Using the backdrop of the passage of California’s proposition 8, which essentially stops the recognition of same-sex marriages, an editorial writer at Baylor took the opportunity to criticize the university administration and many members of its student body for their failure to get in step with what other universities are doing in regard to their policy on sexual misconduct, as well as some of the university’s past actions related to individuals on this same issue.
Calling Proposition 8 a “temporary setback” in an inevitable move toward “inclusiveness,” editorial writer Jade Ortego then took the university community to task for its attitude.
“Always instep with the Christian right, Baylor remains embarrassingly behind in its perception of gay rights. Baylor’s sexual misconduct policy calls human sexuality a “gift from the creator God” to be enjoyed through “heterosexual relationships within marriage.” Misuses of this gift include “sexual abuse, sexual harassment, sexual assault, incest, adultery, fornication and homosexual acts.”
Though done in a backhanded way, Ortego could not have paid Baylor a better compliment.

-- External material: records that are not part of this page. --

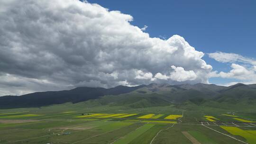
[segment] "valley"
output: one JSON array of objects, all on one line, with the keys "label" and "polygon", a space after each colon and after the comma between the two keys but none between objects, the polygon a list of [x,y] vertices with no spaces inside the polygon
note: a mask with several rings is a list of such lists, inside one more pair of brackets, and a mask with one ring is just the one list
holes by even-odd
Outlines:
[{"label": "valley", "polygon": [[122,87],[78,102],[2,108],[0,144],[255,144],[255,88],[210,86]]}]

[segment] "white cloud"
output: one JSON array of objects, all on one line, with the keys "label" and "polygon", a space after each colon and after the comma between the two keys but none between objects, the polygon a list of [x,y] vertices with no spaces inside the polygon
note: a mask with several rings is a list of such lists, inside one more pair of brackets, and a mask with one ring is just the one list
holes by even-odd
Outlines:
[{"label": "white cloud", "polygon": [[217,52],[208,54],[208,55],[210,57],[221,63],[241,62],[256,65],[256,60],[252,58],[243,57],[238,54]]},{"label": "white cloud", "polygon": [[[54,86],[13,84],[13,88],[3,83],[1,89],[9,88],[2,89],[1,95],[157,82],[163,80],[153,76],[172,72],[172,65],[176,67],[165,82],[207,83],[212,69],[201,59],[204,54],[183,37],[150,37],[130,23],[131,16],[98,4],[78,0],[2,0],[0,9],[0,76],[22,78],[25,83],[30,79],[47,81]],[[143,73],[137,75],[140,70]],[[175,72],[178,71],[182,74]]]},{"label": "white cloud", "polygon": [[[224,63],[232,63],[231,65],[232,69],[228,72],[213,72],[210,73],[209,77],[221,77],[236,79],[239,81],[233,81],[222,85],[230,85],[238,82],[251,84],[256,82],[256,71],[255,71],[256,61],[254,59],[243,57],[241,55],[225,53],[221,52],[208,54],[209,57],[215,60]],[[235,63],[239,63],[240,64]]]},{"label": "white cloud", "polygon": [[219,76],[224,78],[233,78],[240,80],[256,80],[256,73],[253,69],[247,69],[239,64],[232,63],[232,69],[228,72],[221,72]]},{"label": "white cloud", "polygon": [[193,80],[197,78],[196,74],[193,71],[186,71],[183,67],[176,67],[174,65],[172,65],[171,68],[174,70],[174,72],[171,72],[170,75],[167,76],[158,72],[156,73],[155,77],[160,80],[170,79],[179,82]]},{"label": "white cloud", "polygon": [[171,66],[174,72],[171,73],[170,78],[174,81],[183,81],[187,80],[193,80],[196,79],[197,76],[193,71],[186,71],[181,67]]},{"label": "white cloud", "polygon": [[144,27],[143,27],[140,28],[140,29],[141,29],[142,31],[145,31],[148,27],[147,27],[147,26],[144,25]]},{"label": "white cloud", "polygon": [[149,79],[151,81],[154,81],[155,79],[153,78],[153,74],[151,72],[144,72],[141,70],[138,70],[136,72],[135,79]]}]

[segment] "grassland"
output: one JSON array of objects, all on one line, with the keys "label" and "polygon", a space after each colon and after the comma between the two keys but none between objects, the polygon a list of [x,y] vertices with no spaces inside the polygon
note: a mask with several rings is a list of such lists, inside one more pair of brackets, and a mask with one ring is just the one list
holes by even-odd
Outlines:
[{"label": "grassland", "polygon": [[256,144],[256,135],[255,135],[256,130],[250,130],[247,132],[247,130],[236,127],[220,126],[220,127],[233,135],[242,136],[246,139],[247,142],[249,144]]},{"label": "grassland", "polygon": [[[198,122],[205,120],[205,116],[234,121],[233,118],[237,117],[221,114],[228,112],[226,110],[207,108],[188,110],[174,106],[128,108],[93,105],[83,102],[0,109],[0,144],[191,144],[182,132],[187,132],[201,144],[241,144]],[[256,119],[253,114],[238,112],[236,115],[244,120]],[[209,118],[216,120],[212,117]],[[246,137],[220,127],[226,126],[209,123],[210,128],[254,144],[252,135],[255,137],[256,127],[253,125],[239,127],[250,135]]]}]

Though it might surprise some people, apparently Baylor’s policy is in step with the school’s mission and purpose as a Christian university with a long Baptist tradition. Baylor is in step with the Christian right because its administration, faculty and a significant number of its students come from a constituency that is largely centered in the Christian right. Ortego seems to think the school needs to move in a different direction. I would disagree with that.
Ortego says, “How can Baylor expect to compete in a new century with regressive ideas of segregation based on identity? It can’t, and unless some things change, it will become increasingly more embarrassing to identify oneself as an alumnus. I don’t want to be thought of as a close-minded bigot. ”

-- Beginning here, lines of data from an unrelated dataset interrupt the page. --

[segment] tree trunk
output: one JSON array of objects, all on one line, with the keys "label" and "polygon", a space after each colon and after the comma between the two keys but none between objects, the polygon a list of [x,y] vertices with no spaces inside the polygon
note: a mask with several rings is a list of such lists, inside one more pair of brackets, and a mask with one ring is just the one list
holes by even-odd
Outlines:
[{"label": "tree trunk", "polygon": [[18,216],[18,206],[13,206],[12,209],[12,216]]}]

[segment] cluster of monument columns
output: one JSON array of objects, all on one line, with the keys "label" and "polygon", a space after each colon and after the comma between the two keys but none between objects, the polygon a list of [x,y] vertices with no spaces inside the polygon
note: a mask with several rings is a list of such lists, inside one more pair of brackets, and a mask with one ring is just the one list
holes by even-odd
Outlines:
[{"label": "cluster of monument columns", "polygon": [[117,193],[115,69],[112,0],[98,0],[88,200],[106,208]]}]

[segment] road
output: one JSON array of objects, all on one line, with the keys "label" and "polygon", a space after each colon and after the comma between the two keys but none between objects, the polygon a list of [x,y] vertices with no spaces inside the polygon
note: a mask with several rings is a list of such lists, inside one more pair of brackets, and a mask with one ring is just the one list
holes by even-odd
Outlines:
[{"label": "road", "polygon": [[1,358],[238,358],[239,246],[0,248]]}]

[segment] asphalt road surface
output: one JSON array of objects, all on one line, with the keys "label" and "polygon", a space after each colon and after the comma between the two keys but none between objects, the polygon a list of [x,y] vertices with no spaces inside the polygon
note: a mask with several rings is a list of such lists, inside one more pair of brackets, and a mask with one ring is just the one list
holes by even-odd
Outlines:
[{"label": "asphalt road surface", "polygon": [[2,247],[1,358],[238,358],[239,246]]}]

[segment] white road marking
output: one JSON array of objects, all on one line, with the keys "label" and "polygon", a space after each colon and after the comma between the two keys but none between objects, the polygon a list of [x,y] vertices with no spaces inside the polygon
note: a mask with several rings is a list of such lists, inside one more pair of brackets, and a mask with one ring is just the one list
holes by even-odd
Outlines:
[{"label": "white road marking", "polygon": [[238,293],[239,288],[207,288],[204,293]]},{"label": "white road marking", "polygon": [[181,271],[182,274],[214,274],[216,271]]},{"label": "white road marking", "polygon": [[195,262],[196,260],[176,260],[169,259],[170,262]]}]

First of all, Baylor’s status as a Christian university with a Baptist tradition and heritage is what makes it somewhat unique among educational institutions. It is that status and heritage that is largely responsible for attracting most of the students which make up the university community. Take that away, and you have a Baylor University that not only loses its unique character, but would also lose much of what makes it competetive in attracting students. The vast majority of the students, professors and staff are part of the Baylor community because the school operates under Christian principles, with at least half of the students attracted by its traditional Baptist heritage. Ortego is right in declaring that Baylor is not like other universities. And the fact is, it doesn’t need to be, and I hope it doesn’t desire to be.

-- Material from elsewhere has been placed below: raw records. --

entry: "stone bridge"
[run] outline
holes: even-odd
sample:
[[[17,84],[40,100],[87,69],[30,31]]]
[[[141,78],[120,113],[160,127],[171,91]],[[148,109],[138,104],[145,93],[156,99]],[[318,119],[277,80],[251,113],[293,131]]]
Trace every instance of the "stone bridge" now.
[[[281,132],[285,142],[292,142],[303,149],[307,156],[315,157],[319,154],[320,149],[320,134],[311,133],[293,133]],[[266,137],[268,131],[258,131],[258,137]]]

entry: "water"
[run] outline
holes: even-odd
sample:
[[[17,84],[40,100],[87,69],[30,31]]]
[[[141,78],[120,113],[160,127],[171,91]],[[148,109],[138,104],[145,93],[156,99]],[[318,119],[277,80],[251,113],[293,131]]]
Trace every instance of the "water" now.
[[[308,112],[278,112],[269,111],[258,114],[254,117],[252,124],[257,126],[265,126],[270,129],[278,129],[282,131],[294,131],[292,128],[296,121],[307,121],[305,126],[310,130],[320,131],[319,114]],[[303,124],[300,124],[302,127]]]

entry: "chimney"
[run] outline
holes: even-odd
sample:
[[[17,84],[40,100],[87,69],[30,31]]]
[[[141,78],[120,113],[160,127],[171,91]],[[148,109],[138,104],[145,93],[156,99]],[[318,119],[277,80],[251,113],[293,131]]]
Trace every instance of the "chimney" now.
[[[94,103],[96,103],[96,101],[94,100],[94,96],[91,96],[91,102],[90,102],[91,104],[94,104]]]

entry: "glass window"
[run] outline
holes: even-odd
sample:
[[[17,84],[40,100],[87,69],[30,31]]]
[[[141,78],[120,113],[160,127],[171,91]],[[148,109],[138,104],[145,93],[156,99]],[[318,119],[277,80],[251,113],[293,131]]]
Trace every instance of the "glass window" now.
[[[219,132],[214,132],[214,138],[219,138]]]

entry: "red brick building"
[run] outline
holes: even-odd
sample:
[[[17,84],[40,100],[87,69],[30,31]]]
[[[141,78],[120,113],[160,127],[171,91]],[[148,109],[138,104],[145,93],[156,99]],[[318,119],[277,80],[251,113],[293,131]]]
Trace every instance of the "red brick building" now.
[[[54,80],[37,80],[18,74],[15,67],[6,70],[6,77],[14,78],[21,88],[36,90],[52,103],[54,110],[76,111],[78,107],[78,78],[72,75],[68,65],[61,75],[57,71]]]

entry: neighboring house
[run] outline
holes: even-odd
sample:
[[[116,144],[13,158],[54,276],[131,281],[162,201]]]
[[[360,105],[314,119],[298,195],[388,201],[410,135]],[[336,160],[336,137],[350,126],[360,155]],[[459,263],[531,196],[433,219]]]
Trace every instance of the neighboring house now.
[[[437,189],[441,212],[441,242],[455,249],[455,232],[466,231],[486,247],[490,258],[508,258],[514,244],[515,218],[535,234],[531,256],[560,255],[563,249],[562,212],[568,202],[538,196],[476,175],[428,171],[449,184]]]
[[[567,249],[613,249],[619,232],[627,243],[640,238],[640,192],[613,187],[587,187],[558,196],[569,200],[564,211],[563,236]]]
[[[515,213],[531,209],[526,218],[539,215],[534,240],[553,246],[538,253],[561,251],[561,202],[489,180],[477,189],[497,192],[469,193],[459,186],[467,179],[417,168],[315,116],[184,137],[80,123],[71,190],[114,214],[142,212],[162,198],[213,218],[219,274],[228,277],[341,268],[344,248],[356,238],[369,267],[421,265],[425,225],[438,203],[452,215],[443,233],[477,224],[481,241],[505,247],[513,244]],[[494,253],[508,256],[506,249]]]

As Christians, our relationships with individuals who do not share the convictions we hold because of our faith in Christ and our belief in the Bible as the written Word of God, including homosexuals, should always be redemptive rather than judgemental, reflecting the fact that we are sinners who required the transforming power of the Holy Spirit to change our lives, and we live the life we do not because we did so much to change it, but because we benefitted from the grace of God through Jesus. We should always avoid kneejerk reactions to the moral choices others make, while at the same time we should never affirm a lifestyle, behavior, or moral values that are not consistent with our faith in Christ. There is always the danger that in living lives transformed by the power of the Holy Spirit, critics will call us bigots or narrow minded. But there is also at least an equal chance that if our behavior is redemptive and not judgemental, gracious yet not affirming sin, the hope of Christ that lives within us will be seen, and we will have an opportunity to help someone find salvation and be free from the slavery of their sin.
Ortego needs to be open minded enough to be fair in investigating the Biblical values on which the university’s policy, and many of its student’s moral values rest. Far from labelling one as a bigot, there are many things that a degree from Baylor say about its recipient, with regard to moral values and spirituality, at least, I hope that it still the case.